Additionally, AI can enhance the current claims fraud detection systems by flagging suspicious behavior by leveraging anomaly detection algorithms.
RegTech and compliance
RegTech is a subset of fintech whose purpose is to help businesses comply with regulations quickly and inexpensively. As previously mentioned, resulting from the global financial crisis of 2008, regulatory change has increased by approximately 500%. Many financial institutions are struggling to keep up with the pace of these regulations taking effect. This eventually leads to much higher operating costs for banks, sometimes even increasing these costs by 60%6. NLP could help out here by extracting the relevant information from these regulatory documents and highlighting the entities on which these apply.
Outlook & conclusion
With the COVID-19 pandemic hitting hard, national lockdowns being announced, social distancing measures being imposed and many people being quarantined much of our daily lives moved online. This has fueled the trend towards digitization even more. According to McKinsey’s Global Survey of executives, the COVID-19 crisis accelerated the digitization of internal as well as external business processes by three to four years7. This of course will drive further digitization of the financial sector.
While e-commerce has been booming the past years due to the obligated closure of shops, a rapid surge in online payments transpired. Additionally, payment card transactions have been up to reduce the spread of the virus and online banking became more popular. Hence, the growing use of digital financial services can turn a crisis into an opportunity to further grow.

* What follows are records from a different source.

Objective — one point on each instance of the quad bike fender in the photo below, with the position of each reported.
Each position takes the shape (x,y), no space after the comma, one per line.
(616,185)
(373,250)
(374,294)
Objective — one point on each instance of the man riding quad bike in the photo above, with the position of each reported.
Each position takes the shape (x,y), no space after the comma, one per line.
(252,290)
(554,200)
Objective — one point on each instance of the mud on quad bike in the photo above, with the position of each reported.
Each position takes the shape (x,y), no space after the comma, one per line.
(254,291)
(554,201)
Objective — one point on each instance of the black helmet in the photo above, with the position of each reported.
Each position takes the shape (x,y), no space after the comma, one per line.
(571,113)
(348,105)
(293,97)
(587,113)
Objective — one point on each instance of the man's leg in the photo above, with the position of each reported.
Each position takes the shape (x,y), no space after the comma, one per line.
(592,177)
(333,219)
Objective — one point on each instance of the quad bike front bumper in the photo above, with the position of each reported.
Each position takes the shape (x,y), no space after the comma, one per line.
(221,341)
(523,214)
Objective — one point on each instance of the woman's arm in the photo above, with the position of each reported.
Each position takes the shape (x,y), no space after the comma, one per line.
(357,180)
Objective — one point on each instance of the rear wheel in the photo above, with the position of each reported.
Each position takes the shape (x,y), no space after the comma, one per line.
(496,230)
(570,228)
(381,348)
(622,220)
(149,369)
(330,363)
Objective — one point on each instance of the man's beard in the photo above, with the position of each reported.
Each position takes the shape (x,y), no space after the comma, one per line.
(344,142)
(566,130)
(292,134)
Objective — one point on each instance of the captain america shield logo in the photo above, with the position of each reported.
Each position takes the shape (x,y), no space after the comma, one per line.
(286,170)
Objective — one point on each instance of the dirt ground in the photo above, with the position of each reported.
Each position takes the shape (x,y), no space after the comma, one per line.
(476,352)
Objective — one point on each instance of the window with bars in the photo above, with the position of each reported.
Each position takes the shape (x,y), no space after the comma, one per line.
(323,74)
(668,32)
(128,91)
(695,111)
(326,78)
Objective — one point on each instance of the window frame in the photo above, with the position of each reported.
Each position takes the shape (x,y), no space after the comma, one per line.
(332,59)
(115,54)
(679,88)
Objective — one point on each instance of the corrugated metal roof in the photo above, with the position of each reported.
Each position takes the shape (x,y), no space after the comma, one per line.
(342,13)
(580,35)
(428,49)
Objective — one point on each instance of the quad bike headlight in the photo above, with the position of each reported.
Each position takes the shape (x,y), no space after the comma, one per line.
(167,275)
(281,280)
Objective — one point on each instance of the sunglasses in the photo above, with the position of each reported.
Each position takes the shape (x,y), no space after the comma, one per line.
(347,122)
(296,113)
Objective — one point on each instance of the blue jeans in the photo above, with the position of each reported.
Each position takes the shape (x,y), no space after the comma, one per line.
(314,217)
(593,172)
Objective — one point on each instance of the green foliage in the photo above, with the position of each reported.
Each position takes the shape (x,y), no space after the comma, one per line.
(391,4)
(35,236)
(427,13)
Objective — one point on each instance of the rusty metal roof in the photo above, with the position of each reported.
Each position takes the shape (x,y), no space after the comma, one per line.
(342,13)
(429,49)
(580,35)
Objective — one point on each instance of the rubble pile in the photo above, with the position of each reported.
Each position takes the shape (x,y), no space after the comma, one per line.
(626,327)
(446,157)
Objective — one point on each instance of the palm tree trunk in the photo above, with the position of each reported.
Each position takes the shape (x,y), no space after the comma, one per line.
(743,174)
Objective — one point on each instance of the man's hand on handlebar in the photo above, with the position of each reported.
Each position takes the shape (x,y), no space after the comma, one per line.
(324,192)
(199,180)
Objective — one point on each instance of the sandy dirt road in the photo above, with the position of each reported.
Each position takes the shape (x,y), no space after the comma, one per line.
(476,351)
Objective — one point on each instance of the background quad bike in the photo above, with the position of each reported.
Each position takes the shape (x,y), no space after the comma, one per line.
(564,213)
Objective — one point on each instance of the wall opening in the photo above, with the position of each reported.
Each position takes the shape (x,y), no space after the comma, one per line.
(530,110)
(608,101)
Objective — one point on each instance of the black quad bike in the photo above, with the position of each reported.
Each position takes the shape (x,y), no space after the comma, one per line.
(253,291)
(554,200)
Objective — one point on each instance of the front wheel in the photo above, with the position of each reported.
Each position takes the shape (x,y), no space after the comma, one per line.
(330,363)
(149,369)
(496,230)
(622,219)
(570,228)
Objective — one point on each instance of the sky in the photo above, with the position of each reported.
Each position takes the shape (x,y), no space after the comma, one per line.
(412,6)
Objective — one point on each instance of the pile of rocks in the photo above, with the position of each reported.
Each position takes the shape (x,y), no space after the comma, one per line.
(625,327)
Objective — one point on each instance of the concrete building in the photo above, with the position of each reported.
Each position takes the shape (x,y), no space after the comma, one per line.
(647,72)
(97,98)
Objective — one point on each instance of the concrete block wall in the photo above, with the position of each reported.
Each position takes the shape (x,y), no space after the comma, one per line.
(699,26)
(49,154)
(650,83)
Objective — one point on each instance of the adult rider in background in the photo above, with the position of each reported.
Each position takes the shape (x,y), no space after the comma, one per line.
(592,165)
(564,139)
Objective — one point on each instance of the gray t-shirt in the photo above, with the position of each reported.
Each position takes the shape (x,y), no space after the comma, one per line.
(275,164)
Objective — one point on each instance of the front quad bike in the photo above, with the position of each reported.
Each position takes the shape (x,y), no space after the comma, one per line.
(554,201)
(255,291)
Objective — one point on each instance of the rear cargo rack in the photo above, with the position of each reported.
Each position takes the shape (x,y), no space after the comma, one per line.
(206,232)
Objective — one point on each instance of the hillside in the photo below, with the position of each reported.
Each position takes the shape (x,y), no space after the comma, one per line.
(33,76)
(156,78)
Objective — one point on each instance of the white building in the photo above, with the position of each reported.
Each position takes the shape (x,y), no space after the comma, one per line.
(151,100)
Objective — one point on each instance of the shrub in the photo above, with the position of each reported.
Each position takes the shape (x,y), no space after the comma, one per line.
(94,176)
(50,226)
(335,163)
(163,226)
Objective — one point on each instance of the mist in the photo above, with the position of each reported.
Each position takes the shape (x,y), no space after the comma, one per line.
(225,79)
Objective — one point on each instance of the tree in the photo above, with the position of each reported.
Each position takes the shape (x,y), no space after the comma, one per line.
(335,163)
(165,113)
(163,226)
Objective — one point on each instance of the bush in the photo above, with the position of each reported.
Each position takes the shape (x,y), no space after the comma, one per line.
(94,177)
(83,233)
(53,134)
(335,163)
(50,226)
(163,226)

Emerging from a financial crisis and accelerated by a health crisis, the use of technology in finance, including artificial intelligence and machine learning as a prominent innovation, remains a very interesting area to watch and grow in the coming years. The decision for financial institutions to adopt AI will be accelerated by technological advancement, increased user acceptance, and shifting regulatory frameworks. AI already has proven its value in use cases such as robo-advising, algorithmic trading, RegTech, InsurTech, fraud detection etc. Given that the field of AI is rapidly changing and that algorithms are improving every day and given the increased compute power available (f.i. cloud computing), the outlook of the use of AI in the fintech sector looks very bright.